What the april anthropic 529 incident revealed about llm gateway reliability posture
If you were on-call during the late-april opus 4.7 capacity squeeze, you probably already have opinions about this. If you were not, the short version: a lot of teams discovered mid-incident that what they had configured as failover was not actually functioning as a reliability mechanism.
Spent most of last weekend going through public post-mortems from teams that ran through it, partly to figure out whether our own posture would have held up. The pattern i kept seeing was that teams running through gateways found their gateway degrading in lockstep with the upstream it was proxying. The gateway did not have anywhere else to send the traffic, so it was effectively a more polished error returner. Some teams had multi-provider failover configured, but the failover only saved them if the secondary provider was healthy. During a few hours of the worst window, the major providers were degrading in correlated fashion.
This is making me think about gateways less as developer-convenience infrastructure and more as a serious dependency choice with the same kind of reliability questions you would ask of a database or a queue. Three concrete things i am now asking when i look at one.
Does the gateway hold any inference capacity itself, or is its entire serving capacity contingent on healthy upstreams? For workloads where a 30-minute degraded window is tolerable, pure-proxy is fine. For tier-1 inference, it is not. Some newer entrants keep their own compute on the back end as a degraded-mode fallback. Not frontier-class, not a substitute, but it converts service fully down into service in degraded mode where some quality drops but it still answers. Whether that distinction matters depends on what you are building.

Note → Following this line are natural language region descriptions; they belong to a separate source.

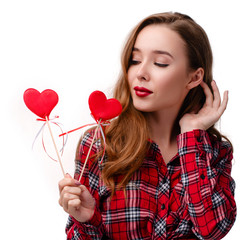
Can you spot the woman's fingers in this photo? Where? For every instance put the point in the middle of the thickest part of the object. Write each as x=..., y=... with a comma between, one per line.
x=216, y=94
x=223, y=106
x=208, y=94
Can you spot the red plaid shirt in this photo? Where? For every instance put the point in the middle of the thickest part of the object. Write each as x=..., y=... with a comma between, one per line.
x=192, y=197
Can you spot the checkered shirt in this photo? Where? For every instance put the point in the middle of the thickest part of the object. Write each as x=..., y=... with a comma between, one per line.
x=192, y=197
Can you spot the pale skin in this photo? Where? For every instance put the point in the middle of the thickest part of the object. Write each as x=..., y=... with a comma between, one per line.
x=74, y=197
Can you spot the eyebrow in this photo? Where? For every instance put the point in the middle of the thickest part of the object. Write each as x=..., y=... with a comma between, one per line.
x=155, y=51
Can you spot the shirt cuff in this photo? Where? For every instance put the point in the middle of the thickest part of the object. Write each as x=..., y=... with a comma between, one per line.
x=193, y=141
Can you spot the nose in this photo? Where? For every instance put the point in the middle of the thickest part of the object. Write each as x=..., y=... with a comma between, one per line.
x=143, y=72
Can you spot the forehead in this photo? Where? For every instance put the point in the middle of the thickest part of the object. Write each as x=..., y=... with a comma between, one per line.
x=160, y=37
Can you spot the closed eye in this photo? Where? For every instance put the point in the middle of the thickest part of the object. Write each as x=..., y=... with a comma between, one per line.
x=161, y=64
x=134, y=62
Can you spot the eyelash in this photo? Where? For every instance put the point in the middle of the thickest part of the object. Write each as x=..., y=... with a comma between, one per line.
x=134, y=62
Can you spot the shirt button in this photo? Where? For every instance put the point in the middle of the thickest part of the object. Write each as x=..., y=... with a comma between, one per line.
x=164, y=180
x=202, y=176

What is the migration blast radius if you need to bypass the gateway entirely? Most gateways normalize traffic to a single api shape, which is useful until the incident requires hitting a provider direct. Then the normalization becomes a migration tax. We did not have a good answer for this in our runbook before april and i am still working on what the right one is.

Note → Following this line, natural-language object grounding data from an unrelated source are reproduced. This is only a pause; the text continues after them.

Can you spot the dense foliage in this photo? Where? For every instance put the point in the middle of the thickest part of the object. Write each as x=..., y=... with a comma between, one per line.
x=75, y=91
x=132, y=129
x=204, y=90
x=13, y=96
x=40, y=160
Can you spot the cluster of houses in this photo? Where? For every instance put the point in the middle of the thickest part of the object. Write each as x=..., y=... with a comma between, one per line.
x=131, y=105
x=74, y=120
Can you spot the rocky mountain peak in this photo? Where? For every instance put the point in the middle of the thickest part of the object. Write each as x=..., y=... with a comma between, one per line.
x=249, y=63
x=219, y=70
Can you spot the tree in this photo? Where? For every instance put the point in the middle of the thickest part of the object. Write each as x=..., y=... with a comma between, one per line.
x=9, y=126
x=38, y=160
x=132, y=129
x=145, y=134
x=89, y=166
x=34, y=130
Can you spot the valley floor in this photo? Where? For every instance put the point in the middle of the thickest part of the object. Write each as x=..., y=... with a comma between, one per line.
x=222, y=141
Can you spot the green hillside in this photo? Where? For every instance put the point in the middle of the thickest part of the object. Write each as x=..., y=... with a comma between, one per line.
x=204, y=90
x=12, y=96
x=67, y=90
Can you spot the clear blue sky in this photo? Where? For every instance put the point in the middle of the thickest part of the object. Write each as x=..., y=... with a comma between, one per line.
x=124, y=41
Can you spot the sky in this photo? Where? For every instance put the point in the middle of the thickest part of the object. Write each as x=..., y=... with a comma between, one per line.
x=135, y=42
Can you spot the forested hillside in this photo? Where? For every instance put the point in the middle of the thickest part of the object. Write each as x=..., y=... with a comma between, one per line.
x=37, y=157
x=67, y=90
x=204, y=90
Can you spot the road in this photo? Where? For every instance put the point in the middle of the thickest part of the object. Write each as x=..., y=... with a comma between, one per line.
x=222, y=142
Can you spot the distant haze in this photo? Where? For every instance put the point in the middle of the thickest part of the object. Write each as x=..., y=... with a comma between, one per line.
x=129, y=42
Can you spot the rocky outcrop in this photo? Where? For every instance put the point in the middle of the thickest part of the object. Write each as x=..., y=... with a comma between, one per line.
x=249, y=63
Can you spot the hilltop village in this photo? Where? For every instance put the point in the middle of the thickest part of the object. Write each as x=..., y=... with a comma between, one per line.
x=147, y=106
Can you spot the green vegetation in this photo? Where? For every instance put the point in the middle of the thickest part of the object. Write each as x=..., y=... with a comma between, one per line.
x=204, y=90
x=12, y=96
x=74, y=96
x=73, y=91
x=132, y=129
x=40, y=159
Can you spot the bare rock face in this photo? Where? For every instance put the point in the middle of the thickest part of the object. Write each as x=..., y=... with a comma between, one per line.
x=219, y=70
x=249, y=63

Can you charge back by on-call team after the incident? If your gateway only gives you workspace-level rollups, you cannot answer which team consumed extra budget retrying through the degradation. That is a gap that quietly becomes a problem at scale.
I do not have a clean conclusion. Mostly april reminded me that reliability decisions for ai infra need to be made on the messy case. The gateway category is still maturing toward primitives that genuinely help under degradation rather than just under healthy load.
Would be useful to hear how teams here are writing runbooks for this failure mode specifically, especially the bilateral-degradation case where two upstreams are correlated. Mine still feels weak on it.